Auch der russische Machthaber Wladimir Putin brachte die Hoffnung zum Ausdruck, dass es eine "friedliche Regelung" des Konflikts um Berg-Karabach geben werde. Im russischen Staatsfernsehen sagte er nach der Verkündung der Waffenruhe, Russland sei "in engem Kontakt mit den Konfliktparteien". Die Behörden von Berg-Karabach hatten erklärt, die Einigung auf die Feuerpause sei unter Vermittlung der in der Region stationierten russischen Stabilisierungstruppen zustande gekommen.
Blutiger Streit um Berg-Karabach
Berg-Karabach gehört völkerrechtlich zu Aserbaidschan, in dem Gebiet leben aber überwiegend Armenier. Aserbaidschan und Armenien streiten seit Jahrzehnten um die Region. Seit dem Zerfall der Sowjetunion lieferten sich deshalb bereits zwei Kriege, zuletzt im Jahr 2020. Damals hatte Russland nach sechswöchigen Kämpfen mit mehr als 6.500 Toten ein Waffenstillstandsabkommen vermittelt, das Armenien zur Aufgabe großer Gebiete, die es seit Anfang der 90er Jahre besetzt hielt, zwang.

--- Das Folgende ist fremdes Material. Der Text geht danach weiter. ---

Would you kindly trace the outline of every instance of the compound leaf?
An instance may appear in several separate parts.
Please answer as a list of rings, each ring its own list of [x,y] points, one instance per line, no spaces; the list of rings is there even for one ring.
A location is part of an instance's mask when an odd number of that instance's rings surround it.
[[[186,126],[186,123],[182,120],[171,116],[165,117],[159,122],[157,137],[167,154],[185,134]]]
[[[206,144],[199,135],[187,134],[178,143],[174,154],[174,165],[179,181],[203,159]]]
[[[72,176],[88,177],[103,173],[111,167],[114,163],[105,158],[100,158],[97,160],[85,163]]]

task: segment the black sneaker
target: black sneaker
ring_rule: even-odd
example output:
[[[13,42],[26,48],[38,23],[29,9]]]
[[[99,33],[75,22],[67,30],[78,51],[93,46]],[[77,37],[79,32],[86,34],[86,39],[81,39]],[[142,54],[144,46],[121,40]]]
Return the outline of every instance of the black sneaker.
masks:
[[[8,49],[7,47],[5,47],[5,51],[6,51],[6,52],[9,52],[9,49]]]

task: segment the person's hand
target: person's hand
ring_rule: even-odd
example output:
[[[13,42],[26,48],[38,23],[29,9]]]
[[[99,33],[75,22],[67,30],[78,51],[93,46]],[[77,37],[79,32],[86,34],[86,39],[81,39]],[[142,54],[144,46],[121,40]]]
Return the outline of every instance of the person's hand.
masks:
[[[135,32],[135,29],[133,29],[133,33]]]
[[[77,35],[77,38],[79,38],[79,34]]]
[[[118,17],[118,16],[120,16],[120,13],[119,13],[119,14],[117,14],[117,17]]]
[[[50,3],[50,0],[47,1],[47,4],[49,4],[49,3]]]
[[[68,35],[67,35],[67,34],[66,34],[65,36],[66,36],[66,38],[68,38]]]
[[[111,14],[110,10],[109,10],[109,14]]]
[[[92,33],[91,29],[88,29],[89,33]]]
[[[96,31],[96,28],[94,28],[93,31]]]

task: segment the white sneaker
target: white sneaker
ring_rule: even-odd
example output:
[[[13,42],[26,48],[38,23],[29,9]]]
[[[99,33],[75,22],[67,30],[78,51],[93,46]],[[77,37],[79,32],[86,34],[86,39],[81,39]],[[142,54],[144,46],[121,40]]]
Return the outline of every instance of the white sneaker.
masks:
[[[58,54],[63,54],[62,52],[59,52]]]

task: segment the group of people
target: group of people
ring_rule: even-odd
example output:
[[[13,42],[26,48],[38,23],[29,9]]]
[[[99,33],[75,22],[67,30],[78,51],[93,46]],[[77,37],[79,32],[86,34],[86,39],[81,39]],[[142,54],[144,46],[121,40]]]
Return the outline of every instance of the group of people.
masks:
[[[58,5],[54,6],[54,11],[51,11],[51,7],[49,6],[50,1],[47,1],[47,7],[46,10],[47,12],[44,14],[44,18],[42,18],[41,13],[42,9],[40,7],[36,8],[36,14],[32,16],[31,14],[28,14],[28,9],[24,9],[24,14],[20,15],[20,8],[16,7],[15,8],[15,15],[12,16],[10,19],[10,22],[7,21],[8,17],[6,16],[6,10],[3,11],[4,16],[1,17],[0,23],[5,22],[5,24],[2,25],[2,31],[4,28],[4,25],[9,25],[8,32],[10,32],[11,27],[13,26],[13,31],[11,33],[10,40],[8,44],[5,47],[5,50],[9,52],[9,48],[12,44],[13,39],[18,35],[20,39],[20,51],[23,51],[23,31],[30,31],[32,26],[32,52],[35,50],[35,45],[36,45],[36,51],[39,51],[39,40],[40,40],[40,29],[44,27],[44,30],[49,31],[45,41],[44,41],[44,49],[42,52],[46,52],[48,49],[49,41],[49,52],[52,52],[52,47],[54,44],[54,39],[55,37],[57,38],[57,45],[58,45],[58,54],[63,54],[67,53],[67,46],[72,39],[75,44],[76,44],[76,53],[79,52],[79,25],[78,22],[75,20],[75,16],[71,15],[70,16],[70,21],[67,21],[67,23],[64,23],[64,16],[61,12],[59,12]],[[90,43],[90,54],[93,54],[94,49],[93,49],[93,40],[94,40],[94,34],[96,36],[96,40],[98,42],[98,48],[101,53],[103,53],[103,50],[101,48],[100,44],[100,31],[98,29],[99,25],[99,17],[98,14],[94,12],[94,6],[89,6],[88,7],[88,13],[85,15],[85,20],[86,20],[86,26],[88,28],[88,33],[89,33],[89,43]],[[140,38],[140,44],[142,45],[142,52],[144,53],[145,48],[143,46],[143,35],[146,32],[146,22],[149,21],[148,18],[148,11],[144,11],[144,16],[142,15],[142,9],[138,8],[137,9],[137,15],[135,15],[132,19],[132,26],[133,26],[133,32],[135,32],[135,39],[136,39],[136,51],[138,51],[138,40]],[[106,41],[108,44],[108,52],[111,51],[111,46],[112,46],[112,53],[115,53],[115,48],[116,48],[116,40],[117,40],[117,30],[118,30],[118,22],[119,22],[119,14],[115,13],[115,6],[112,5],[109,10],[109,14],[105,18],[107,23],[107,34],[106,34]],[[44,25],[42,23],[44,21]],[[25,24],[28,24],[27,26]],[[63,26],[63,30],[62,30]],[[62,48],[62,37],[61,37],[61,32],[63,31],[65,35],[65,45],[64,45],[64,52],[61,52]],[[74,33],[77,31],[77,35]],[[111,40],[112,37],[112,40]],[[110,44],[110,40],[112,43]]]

Russland, das bisher an und für sich mit Armenien verbündet war, entsandte damals 2000 Soldaten zur Überwachung des Waffenstillstands. Trotz ihrer Präsenz gingen die Auseinandersetzungen weiter, beide Seiten machten sich gegenseitig dafür verantwortlich. Die Truppe scheint nun aber eine wesentliche Rolle in den Verhandlungen über die Waffenruhe gehabt zu haben.
In den vergangenen Monaten hatten die Spannungen um das stark verminte Berg-Karabach wieder deutlich zugenommen. Am Dienstag hatte Aserbaidschan schließlich einen groß angelegten Militäreinsatz in der Region im Südkaukasus gestartet. Die Regionalhauptstadt Stepanakert sowie weitere Städte standen nach Angaben der Behörden von Berg-Karabach unter "intensivem Beschuss". Nach armenischen Angaben starben dabei 32 Menschen, mehr als 300 weitere wurden demnach verletzt.
Baku erklärte am Dienstag, bei "örtlich begrenzten Anti-Terror-Maßnahmen" die Kontrolle über mehr als 60 Militärstellungen übernommen zu haben. Die russischen Soldaten und die Kräfte der Separatisten evakuierten tausende Zivilisten aus den Kampfgebieten. Vertreter westlicher Staaten forderten ebenso wie Russland und die UNO ein sofortiges Ende der Kämpfe. Aliyev hatte allerdings gewarnt, die Angriffe würden weitergehen, bis die Separatisten ihre Waffen niederlegten.
Der benachbarte Iran strich wegen der Kampfhandlungen am Mittwoch Flugverbindungen nach Aserbaidschan und Armenien. Dies berichtete die iranische Nachrichtenagentur Tasnim unter Berufung auf den Chef der Luftfahrtbehörde.